Dr Massimo Vieno’s visualisation of the estimated changing levels of nitrogen dioxide (NO2) above Scotland over a 50-day period was incorporated in a video animation along with other moving images of falling NO2 measurements from a busy Edinburgh road and NASA satellite data on carbon dioxide emissions. The different visualisations, stacked one on top of another, aim to demonstrate the falls in emissions caused by the pandemic restrictions on a global, national and local scale.
The video animation, Everyone, which is accompanied by Tchaikovsky’s Waltz of the Flowers, is one of five art-science collaborations in an online exhibition organised by Inspace, the project space of the Design Informatics research institute in Edinburgh. The collaboration involved Dr Vieno, design curator Dr Stacey Hunter, tapestry weaver Ben Hymers, data visualisation designers Brendan McCarthy and Sam Healy of Ray Interactive, and Professor Roy Thompson of the University of Edinburgh’s School of GeoSciences.

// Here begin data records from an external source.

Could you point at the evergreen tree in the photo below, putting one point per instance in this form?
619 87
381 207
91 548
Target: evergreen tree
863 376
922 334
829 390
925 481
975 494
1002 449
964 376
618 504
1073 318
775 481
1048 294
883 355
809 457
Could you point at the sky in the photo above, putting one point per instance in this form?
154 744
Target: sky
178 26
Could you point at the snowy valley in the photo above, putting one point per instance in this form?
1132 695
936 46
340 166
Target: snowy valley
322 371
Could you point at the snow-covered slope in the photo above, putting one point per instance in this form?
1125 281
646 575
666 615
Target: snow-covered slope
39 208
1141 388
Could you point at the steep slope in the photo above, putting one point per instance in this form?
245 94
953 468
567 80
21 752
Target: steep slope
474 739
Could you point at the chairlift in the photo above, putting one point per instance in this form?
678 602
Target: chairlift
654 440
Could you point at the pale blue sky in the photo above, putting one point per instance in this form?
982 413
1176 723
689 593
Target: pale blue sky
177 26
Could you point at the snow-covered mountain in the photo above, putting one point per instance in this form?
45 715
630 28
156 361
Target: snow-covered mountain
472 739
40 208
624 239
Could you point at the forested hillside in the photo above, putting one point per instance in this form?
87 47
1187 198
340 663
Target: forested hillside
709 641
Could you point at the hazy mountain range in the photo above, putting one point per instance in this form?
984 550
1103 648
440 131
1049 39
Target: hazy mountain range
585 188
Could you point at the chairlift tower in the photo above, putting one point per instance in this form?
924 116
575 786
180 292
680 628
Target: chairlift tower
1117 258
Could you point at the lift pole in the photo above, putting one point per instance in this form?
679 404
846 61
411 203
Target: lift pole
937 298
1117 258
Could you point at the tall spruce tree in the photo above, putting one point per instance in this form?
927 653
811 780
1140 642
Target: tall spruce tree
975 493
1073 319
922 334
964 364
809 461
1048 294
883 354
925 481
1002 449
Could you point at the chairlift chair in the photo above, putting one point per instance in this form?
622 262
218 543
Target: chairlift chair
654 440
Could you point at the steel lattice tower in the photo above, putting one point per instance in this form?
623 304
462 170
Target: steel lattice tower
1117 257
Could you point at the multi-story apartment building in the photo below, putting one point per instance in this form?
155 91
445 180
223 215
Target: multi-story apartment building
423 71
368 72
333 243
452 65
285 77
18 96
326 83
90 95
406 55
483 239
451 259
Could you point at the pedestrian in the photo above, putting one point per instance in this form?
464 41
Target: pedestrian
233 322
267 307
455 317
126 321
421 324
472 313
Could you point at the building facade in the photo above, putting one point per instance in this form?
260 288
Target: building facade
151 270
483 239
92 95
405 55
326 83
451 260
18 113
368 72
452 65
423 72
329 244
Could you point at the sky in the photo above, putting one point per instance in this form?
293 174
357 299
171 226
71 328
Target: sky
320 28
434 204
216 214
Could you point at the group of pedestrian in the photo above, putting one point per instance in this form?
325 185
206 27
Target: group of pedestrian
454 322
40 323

Dr Vieno, a senior air pollution modeller based at UKCEH in Edinburgh, regularly converts national emissions data into visualisations as part of the National Capability programme UK-Scape, which aims to improve our understanding of the consequences of human interventions on the environment.
The original moving animation he contributed to Everyone shows estimated NO2 emissions above Scotland on an hourly basis between 1 March and 23 May. It used yellow to portray nitrogen dioxide, on a red background, which increases and falls over time, and is swirled around by wind. A marked decline in emissions can be seen immediately after March 23 when the UK-wide lockdown was introduced in response to the COVID-19 pandemic, and these remain at a relatively low level, increasing at peak times of the day.
Dr Vieno’s three-minute animation was then adapted by artwork designers for the finished 93-second piece. He says: “This was a great collaboration between art and science that clearly shows the effects that the lockdown had on pollution in a striking and accessible way. It fits in perfectly with a core aim of UK-SCAPE to increase public engagement, raising awareness of the significant environmental challenges that society is facing.”